Katie Ballard aime décrire son fils comme une sorte de « chef guerrier invincible ». Sportif accompli, Sam jouait régulièrement au rugby. Sa carrure imposante lui donnait une aura particulière. Personne n’aurait pu imaginer qu’un petit escargot pouvait l’envoyer dans une chaise roulante pour le restant de ses jours.

Après avoir avalé l’escargot, Sam est tombé malade.
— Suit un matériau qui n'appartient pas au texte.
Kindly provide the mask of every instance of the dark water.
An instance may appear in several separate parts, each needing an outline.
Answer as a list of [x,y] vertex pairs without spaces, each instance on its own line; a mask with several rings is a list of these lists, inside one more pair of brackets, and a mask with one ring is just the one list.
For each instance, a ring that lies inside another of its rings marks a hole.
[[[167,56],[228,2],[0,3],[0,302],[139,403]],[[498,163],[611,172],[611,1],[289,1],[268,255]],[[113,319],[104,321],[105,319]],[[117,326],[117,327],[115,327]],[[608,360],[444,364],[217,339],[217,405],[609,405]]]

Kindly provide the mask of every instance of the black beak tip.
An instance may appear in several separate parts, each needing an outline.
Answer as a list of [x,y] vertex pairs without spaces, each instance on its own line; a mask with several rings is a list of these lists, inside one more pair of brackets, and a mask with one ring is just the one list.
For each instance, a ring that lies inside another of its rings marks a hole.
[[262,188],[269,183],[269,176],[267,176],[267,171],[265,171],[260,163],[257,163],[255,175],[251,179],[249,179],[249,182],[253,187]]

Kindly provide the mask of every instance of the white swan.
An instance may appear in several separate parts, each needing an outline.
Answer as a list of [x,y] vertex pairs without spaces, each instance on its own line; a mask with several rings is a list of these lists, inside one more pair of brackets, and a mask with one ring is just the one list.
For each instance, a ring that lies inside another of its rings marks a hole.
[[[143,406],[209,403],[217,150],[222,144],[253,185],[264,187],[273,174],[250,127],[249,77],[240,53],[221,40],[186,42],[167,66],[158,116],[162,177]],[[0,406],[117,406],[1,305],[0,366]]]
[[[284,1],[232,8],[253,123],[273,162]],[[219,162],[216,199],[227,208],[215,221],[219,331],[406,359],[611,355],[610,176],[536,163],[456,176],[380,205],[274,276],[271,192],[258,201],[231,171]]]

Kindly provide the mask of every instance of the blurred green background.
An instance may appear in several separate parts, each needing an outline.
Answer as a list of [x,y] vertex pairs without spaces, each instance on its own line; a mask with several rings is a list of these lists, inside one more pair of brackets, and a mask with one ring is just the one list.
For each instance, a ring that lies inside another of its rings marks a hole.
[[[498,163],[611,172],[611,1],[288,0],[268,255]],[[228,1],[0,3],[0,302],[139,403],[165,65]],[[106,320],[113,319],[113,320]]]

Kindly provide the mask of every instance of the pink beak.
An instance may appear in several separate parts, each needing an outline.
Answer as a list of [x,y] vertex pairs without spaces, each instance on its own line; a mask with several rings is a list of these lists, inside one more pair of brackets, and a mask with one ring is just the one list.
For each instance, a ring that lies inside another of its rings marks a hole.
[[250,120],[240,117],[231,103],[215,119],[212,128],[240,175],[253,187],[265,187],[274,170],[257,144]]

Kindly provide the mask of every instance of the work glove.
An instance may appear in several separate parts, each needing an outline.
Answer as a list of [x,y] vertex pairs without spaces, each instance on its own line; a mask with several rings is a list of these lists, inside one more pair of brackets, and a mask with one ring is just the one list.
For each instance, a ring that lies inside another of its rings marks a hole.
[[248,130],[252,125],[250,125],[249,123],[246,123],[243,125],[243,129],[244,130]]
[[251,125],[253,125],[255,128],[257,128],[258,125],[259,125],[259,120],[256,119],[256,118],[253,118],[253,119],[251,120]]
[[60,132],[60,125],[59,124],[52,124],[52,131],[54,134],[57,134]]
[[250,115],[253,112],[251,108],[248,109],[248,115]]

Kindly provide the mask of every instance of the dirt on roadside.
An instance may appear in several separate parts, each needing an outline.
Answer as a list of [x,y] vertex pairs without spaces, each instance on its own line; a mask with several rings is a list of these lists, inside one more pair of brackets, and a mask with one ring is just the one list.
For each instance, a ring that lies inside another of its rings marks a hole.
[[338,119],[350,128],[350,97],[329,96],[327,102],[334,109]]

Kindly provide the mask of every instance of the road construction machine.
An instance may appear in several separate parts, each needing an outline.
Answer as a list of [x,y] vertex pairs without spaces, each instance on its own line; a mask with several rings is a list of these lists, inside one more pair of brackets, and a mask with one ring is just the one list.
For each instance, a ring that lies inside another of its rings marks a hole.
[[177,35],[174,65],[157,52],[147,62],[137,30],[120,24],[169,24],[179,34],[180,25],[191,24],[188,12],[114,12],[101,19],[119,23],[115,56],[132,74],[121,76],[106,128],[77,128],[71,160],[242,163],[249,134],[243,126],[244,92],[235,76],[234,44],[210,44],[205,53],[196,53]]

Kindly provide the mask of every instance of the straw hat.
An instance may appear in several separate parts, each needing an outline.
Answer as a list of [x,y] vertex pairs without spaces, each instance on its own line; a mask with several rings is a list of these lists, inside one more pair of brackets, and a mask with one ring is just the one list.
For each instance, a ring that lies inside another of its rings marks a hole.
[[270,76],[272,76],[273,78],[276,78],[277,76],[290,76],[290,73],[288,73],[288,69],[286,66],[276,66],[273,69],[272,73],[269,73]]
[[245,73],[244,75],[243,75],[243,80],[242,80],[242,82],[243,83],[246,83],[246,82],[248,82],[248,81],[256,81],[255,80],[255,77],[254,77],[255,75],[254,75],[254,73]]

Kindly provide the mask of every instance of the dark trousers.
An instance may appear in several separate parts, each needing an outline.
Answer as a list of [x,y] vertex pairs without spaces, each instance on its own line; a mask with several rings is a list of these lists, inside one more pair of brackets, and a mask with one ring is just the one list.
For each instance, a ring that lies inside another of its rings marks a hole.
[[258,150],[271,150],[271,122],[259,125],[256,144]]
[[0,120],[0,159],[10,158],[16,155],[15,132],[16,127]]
A l’hôpital, les médecins ont découvert qu’il était infecté par le angiostrongylus cantonensis. Ce nématode, dont la contamination reste rare et exceptionnelle, peut se propager chez l’être humain via les rats ou les mollusques. La plupart du temps, les personnes qui sont touchées s’en sortent sans aucune séquelle au bout de quelques jours.

Le cas de Sam est différent puisque son cerveau a été touché. Le jeune homme est alors tombé dans un coma de 420 jours. A son réveil, il était tétraplégique et incapable de se débrouiller tout seul pour les simples gestes du quotidien.

Seulement trois ans après être tombé malade, il a pu quitter l’hôpital. Il est désormais dépendant de sa chaise roulante motorisée. Son équipe de rugby a collecté de l’argent pour aider sa famille à supporter ses frais médicaux très lourds, dont il a besoin en permanence. Aujourd’hui âgé de 28 ans, il fait régulièrement des crises, est alimenté par une sonde et son corps n’est pas capable de maintenir sa température corporelle.

En 2016, la famille Ballard a reçu une allocation de 492.000 dollars, un peu plus de 300.000 euros. Mais en septembre, les indemnités ont subitement baissé à 135.000 dollars (85.000 euros) sans aucune explication. Entre-temps, la famille a accumulé une montagne de dettes. Ils doivent par exemple encore rembourser près de 26.000 euros pour les infirmières à domicile. Et ce ne sont que des frais parmi tant d’autres.

Le ministère australien qui organise les soins de santé a toutefois indiqué « travailler en étroite collaboration » avec la famille pour trouver une solution.